While absolute pacifists must be respected in the integrity of their convictions, a nation cannot pursue a policy of pacifism in practice, but what it can do is to limit its military commitments to those necessary to defend its own interests without being drawn into wider alliances.  A realistic assessment of Ireland’s defence requirements would be that, firstly as an importing nation, Ireland must act in concert with other countries to safeguard the freedom of the high seas with freedom of passage and freedom of trade; and secondly, that Ireland must work closely with the United Kingdom in the defence of our shared archipelago.  The first is principally a diplomatic task but might well involve naval activity against either state or non-state parties.  The second is largely fulfilled already by Irish volunteers within the British armed forces, but formalised defence and intelligence cooperation with an explicit territorial limitation is highly desirable. On the strength of what I have already said, I must add that the only way for Ireland to reject the big bloc alliances that lead inexorably to war, and to fulfil the ‘international vocation in support of peace and security’ to which  the amendment seeking to stall accession to the Partnership for Peace referred all those years ago would be for Ireland to reject the European Union in favour of open and peaceable relations with the world at large.  

 

The Constitution with its ambiguities, verbal gymnastics, get out clauses and general two facedness is unworthy of its preamble which should be a constant inspiration to us all:

 

In the Name of the Most Holy Trinity, from Whom is all authority and to Whom, as our final end, all actions both of men and States must be referred,

We, the people of Éire,

  Humbly acknowledging all our obligations to our Divine Lord, Jesus Christ, Who sustained our fathers through centuries of trial,

 

Gratefully remembering their heroic and unremitting struggle to regain the rightful independence of our Nation,

And seeking to promote the common good, with due observance of Prudence, Justice and Charity, so that the dignity and freedom of the individual may be assured, true social order attained, the unity of our country restored, and concord established with other nations,

Do hereby adopt, enact, and give to ourselves this Constitution.

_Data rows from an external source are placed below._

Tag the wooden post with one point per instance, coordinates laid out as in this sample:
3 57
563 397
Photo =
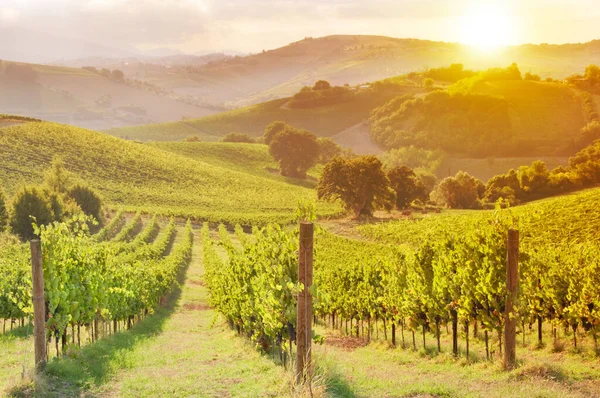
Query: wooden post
512 283
39 305
304 329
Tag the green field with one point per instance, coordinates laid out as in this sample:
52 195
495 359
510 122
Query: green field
142 177
322 121
571 217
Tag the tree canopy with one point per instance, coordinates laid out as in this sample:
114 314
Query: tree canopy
360 183
295 150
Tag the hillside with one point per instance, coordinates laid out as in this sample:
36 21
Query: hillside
85 98
500 118
571 218
354 59
141 177
327 120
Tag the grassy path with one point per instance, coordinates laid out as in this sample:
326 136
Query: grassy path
195 354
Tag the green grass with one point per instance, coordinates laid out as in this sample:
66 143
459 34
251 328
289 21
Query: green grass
322 121
247 158
140 177
548 114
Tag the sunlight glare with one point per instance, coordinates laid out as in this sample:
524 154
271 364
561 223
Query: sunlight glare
487 27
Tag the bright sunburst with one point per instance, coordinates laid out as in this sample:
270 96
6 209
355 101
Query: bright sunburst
487 27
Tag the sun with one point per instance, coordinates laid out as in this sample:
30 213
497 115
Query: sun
487 27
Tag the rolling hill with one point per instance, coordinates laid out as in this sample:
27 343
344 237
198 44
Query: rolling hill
85 98
144 177
354 59
327 120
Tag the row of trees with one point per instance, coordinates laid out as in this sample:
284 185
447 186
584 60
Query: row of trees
57 199
363 185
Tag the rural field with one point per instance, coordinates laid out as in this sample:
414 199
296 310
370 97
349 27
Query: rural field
199 199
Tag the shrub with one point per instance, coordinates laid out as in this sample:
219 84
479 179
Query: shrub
458 192
238 137
295 150
87 200
3 212
32 205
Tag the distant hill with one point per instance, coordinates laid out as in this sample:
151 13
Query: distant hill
86 98
355 59
326 120
501 118
150 179
24 45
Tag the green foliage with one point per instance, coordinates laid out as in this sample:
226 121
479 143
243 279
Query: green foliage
295 150
136 177
360 183
322 94
3 212
450 122
407 186
413 157
238 137
459 192
87 199
273 129
32 205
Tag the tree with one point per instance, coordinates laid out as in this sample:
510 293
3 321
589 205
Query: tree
532 77
87 199
322 85
273 129
458 192
295 150
30 205
57 178
360 183
328 149
3 212
407 186
238 137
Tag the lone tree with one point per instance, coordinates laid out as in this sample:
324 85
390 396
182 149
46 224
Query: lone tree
328 149
272 129
3 212
458 192
360 183
296 151
407 186
322 85
31 205
87 199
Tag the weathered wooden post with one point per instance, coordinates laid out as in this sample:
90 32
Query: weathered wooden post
512 283
304 327
39 305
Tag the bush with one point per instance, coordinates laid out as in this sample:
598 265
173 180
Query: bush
296 151
29 204
328 149
238 137
458 192
360 183
3 212
87 199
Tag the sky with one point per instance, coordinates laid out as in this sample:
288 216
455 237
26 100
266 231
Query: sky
253 25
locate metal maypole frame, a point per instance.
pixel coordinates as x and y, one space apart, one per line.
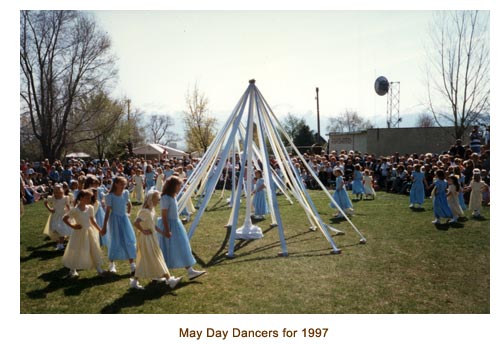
203 180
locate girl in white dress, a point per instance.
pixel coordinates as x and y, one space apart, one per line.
452 197
83 250
150 261
476 188
55 228
368 183
139 185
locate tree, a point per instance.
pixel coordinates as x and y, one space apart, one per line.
304 136
106 114
425 120
161 129
348 121
292 124
200 127
458 81
64 58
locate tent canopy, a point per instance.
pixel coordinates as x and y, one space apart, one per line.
158 150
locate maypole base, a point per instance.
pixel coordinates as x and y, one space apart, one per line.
249 233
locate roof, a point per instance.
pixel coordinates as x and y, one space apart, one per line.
157 149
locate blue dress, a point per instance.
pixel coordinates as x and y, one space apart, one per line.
417 192
259 199
441 207
176 249
340 195
99 216
357 183
121 234
168 173
150 180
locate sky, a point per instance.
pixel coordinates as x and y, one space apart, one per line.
162 54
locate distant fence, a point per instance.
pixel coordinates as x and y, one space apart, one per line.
383 141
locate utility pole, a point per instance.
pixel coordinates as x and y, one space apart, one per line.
318 140
129 144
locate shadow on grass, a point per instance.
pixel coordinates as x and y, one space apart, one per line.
137 298
442 226
479 218
457 225
59 279
42 254
219 206
336 220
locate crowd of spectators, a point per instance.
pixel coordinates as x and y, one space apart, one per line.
390 173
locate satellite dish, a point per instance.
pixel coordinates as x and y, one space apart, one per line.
381 85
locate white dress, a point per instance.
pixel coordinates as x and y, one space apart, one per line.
55 227
367 180
139 188
83 250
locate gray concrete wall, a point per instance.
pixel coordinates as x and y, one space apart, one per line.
348 141
384 141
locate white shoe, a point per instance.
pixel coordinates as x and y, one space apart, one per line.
195 273
134 284
173 281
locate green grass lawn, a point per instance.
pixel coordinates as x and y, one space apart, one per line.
407 266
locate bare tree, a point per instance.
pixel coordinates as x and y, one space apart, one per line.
161 129
425 120
200 127
64 57
458 80
292 124
348 121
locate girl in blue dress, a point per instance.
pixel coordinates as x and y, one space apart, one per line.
149 178
358 189
122 237
417 191
95 185
340 195
173 239
441 207
259 199
461 181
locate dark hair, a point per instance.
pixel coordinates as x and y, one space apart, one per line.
170 186
440 174
116 180
83 193
454 179
90 180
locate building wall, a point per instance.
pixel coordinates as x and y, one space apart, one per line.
348 141
384 141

Which should be a constant inspiration to us all.

 

When the election comes make your vote worthy of it and reject the siren voices; remember your obligation to our Saviour; follow your duty to promote the common good with due observance of prudence, justice and charity; and observe your own calling to seek peace at home and abroad.  In all your choices, electoral, social and personal choose Christ.  Vote only for candidates who support Irexit as part of your commitment to peaceable relations between, sovereign nations, and to the level of independence that should be the natural concomitant of Ireland’s geographical, historical and cultural circumstances.